Feeling rushed and stressed is no way to start a vacation. Similarly, feeling exhausted and full of dread is no way to return to work after a vacation.

In this two-part article, we will look at how to successfully take and return from a vacation.

3 reasons vacations are important

A successful vacation reduces stress, increases our creativity and improves our productivity. Yet, as Americans, we are notorious for wasting millions of vacation days — or worse, we take time off but never actually stop working.

The week before our vacation often entails lots of running around and working late trying to get everything done at the last minute.
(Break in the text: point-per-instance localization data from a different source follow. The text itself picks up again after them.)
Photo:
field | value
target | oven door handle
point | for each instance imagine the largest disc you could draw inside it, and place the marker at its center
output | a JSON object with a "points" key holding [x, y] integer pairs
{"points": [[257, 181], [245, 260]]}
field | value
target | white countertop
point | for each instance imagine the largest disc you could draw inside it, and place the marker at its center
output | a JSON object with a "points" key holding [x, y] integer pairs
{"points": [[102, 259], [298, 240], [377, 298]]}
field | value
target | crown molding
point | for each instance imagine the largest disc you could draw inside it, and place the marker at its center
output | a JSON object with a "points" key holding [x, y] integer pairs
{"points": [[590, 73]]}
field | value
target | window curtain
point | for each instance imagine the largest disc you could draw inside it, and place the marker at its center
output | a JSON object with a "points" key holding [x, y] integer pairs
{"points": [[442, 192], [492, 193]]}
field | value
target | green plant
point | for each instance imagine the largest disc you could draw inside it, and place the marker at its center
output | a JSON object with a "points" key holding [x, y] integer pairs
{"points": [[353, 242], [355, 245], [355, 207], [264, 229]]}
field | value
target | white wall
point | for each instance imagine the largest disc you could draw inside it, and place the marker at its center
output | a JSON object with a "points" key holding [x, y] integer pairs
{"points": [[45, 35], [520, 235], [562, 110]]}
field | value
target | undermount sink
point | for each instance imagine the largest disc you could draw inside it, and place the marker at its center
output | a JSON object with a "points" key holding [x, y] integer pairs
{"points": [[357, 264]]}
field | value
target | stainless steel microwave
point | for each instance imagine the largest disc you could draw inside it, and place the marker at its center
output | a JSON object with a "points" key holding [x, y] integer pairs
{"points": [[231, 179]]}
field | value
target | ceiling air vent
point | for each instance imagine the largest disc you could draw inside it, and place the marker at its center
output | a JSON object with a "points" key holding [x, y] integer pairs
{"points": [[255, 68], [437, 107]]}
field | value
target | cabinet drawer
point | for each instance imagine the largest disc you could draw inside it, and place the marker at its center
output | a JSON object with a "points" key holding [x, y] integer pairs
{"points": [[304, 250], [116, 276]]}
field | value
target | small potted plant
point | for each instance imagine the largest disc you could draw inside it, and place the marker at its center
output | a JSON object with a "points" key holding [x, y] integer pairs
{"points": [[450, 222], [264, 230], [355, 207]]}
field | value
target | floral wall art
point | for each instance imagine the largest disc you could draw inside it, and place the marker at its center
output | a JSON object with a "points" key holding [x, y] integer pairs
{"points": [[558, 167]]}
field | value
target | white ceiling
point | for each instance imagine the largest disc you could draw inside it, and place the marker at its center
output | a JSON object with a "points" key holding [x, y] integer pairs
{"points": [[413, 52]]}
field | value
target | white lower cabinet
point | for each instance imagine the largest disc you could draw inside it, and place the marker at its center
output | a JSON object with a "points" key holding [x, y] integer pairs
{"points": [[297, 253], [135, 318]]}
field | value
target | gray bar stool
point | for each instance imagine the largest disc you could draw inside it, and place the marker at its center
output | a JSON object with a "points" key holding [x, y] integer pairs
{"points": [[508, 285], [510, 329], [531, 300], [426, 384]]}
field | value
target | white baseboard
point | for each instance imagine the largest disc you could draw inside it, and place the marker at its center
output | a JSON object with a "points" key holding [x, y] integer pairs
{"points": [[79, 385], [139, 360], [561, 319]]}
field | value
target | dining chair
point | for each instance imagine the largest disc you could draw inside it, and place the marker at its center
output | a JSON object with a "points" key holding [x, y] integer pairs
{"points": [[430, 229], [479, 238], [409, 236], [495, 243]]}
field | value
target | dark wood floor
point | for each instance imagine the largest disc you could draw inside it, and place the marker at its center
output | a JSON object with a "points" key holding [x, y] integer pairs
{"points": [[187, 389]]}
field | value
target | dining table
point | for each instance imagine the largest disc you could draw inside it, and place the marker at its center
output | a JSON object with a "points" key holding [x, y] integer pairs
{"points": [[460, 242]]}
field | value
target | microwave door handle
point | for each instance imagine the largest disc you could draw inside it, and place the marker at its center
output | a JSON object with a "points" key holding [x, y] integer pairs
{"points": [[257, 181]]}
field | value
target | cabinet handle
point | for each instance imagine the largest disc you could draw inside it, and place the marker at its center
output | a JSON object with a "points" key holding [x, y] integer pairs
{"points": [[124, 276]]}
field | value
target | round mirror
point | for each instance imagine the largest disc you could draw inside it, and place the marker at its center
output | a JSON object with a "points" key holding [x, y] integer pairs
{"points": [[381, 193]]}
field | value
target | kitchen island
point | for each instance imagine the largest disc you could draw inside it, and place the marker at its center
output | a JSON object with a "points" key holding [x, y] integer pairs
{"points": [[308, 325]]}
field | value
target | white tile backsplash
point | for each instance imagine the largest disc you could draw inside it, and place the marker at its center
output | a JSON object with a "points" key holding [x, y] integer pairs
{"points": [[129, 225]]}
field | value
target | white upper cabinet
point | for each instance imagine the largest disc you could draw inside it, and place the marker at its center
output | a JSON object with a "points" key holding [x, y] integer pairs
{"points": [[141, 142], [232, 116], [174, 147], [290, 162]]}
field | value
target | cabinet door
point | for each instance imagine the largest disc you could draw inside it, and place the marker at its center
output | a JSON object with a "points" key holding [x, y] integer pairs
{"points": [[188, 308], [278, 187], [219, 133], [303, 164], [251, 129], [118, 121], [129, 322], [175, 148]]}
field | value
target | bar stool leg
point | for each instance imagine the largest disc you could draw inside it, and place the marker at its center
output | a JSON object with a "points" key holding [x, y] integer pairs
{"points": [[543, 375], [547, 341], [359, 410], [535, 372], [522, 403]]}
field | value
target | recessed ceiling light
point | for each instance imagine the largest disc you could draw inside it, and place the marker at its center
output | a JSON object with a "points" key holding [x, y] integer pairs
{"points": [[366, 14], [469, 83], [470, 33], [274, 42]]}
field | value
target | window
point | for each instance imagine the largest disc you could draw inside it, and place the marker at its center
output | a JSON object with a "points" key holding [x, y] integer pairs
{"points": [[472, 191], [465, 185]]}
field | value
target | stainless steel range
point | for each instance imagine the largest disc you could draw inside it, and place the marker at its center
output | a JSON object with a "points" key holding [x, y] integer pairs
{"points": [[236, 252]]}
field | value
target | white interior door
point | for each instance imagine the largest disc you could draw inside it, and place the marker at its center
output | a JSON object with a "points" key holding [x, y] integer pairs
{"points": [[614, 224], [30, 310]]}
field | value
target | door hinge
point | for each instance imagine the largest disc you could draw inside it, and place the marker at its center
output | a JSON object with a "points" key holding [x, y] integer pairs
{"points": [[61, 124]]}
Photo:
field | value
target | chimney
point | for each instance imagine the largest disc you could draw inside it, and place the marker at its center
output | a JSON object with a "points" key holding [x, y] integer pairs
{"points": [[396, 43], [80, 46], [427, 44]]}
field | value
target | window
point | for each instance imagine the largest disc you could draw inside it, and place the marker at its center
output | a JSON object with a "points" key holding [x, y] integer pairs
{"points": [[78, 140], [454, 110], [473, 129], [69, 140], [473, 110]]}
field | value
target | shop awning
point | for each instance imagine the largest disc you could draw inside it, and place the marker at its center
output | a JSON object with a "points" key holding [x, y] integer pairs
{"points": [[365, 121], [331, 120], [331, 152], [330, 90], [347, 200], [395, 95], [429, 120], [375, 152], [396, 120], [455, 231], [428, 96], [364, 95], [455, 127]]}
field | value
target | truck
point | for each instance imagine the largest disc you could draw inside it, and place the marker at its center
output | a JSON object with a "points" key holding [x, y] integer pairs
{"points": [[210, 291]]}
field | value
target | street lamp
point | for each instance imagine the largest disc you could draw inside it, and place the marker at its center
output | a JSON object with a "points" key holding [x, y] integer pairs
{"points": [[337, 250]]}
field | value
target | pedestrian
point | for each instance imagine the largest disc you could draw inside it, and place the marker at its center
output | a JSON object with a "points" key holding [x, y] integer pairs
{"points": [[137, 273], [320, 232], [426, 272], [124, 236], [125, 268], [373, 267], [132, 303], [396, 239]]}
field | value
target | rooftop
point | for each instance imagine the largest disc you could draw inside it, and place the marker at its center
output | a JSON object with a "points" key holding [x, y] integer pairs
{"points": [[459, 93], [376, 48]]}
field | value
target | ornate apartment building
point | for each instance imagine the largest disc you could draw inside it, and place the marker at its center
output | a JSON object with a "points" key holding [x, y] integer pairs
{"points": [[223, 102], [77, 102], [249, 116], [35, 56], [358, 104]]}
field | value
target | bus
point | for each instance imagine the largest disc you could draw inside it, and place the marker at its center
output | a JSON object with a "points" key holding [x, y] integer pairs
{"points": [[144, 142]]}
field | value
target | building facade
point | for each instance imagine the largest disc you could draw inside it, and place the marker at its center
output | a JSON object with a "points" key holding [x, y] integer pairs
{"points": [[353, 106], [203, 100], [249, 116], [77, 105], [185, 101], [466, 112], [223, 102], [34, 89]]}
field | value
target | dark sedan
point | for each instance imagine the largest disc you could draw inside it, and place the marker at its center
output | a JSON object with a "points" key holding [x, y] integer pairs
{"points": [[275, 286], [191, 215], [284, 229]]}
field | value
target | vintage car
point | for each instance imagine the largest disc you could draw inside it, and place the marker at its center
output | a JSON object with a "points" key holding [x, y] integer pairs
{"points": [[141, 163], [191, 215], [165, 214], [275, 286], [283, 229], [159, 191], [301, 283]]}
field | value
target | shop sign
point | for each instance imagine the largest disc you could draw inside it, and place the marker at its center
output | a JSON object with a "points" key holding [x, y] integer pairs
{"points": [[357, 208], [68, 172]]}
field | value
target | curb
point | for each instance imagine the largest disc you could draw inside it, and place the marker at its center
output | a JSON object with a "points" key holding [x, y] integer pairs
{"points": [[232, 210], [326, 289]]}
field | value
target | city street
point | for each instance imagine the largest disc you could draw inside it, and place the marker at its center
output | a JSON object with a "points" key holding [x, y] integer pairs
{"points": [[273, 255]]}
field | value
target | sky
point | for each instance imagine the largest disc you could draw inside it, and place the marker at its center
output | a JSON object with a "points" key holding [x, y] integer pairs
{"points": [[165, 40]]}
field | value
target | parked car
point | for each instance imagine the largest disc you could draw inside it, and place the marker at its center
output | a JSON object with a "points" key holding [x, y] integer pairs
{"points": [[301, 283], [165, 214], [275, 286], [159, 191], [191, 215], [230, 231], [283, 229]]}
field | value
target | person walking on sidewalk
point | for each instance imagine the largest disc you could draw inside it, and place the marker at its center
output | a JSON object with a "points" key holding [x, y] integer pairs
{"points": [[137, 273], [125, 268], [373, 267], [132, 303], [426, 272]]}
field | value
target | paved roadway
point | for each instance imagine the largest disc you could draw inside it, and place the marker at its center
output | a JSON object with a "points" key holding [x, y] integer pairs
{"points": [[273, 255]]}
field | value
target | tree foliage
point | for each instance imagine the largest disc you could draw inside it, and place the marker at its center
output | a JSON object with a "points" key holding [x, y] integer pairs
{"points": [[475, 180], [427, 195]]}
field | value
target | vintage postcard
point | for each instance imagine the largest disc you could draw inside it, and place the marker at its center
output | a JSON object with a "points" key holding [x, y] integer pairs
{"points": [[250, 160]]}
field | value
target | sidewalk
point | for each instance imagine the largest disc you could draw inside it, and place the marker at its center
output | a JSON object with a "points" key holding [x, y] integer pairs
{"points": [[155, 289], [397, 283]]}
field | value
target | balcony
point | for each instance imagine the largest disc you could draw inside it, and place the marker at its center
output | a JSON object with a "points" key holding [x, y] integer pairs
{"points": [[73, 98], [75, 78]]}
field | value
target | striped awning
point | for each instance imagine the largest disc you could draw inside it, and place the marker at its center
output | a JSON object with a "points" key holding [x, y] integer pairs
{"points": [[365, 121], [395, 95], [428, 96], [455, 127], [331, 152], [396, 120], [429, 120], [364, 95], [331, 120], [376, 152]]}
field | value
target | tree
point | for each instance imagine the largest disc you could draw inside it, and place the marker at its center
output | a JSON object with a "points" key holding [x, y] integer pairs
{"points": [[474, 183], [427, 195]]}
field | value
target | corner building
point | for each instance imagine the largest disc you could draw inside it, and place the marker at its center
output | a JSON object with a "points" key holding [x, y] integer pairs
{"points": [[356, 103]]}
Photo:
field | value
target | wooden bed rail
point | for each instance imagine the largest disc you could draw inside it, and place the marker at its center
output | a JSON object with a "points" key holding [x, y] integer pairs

We make to-do lists for the downtime on the plane and schedule meetings on the last day before we leave to try and wrap things up.

The sad truth is, if our employees approached projects the way most of us approach vacations, we would likely fire them. Instead, we need to treat our time off like our work projects: with forethought, proper planning and prioritization.

Crisis response plans

Unfortunately, many of us have had emergencies interfere with work. They may be inconvenient and time-consuming, yet somehow we find a way to handle these last-minute issues.

We need to take that same approach with our vacations. Two weeks before we head out of the office, it is great to triage everything on our desks as if we had to leave unexpectedly within 48 hours.

Creating a short, high-priority list helps us to figure out what truly must get done before we go. With that information, we need to delegate and defer everything not on our short list and rearrange our calendar to ensure we can accomplish everything on it.

Next, as with any good preparedness plan, we need to make room for the unexpected. To do this, we need to add meetings to our calendar that afford us extra time in the day to tackle any time-sensitive issues that come up. And, just as if we were leaving to address an emergency, we need to guard this time to get things done as critical.

Get over yourself

How is it possible that multiple U.S. presidents can find time in the summer to vacation in Martha's Vineyard, but somehow we are too important to disconnect from the office?

Take a presidential approach, make a list of situations that warrant a vacation interruption and share it with our most trusted employee. Give that employee the number for the place at which we are staying, then either leave the cell at the office or disconnect from every work-related app especially email.

If this sounds particularly challenging, start weaning off of work by disconnecting a few days early. To have a successful vacation, we must let go and by setting (and testing, if necessary) a trusted system in place. We can leave knowing if something on that list of acceptable interruptions happens, we can and will be reached.

The bottom line: Recognize that vacations are important tools for productivity and success. Just like project management skills, every leader should master the skill of taking a vacation.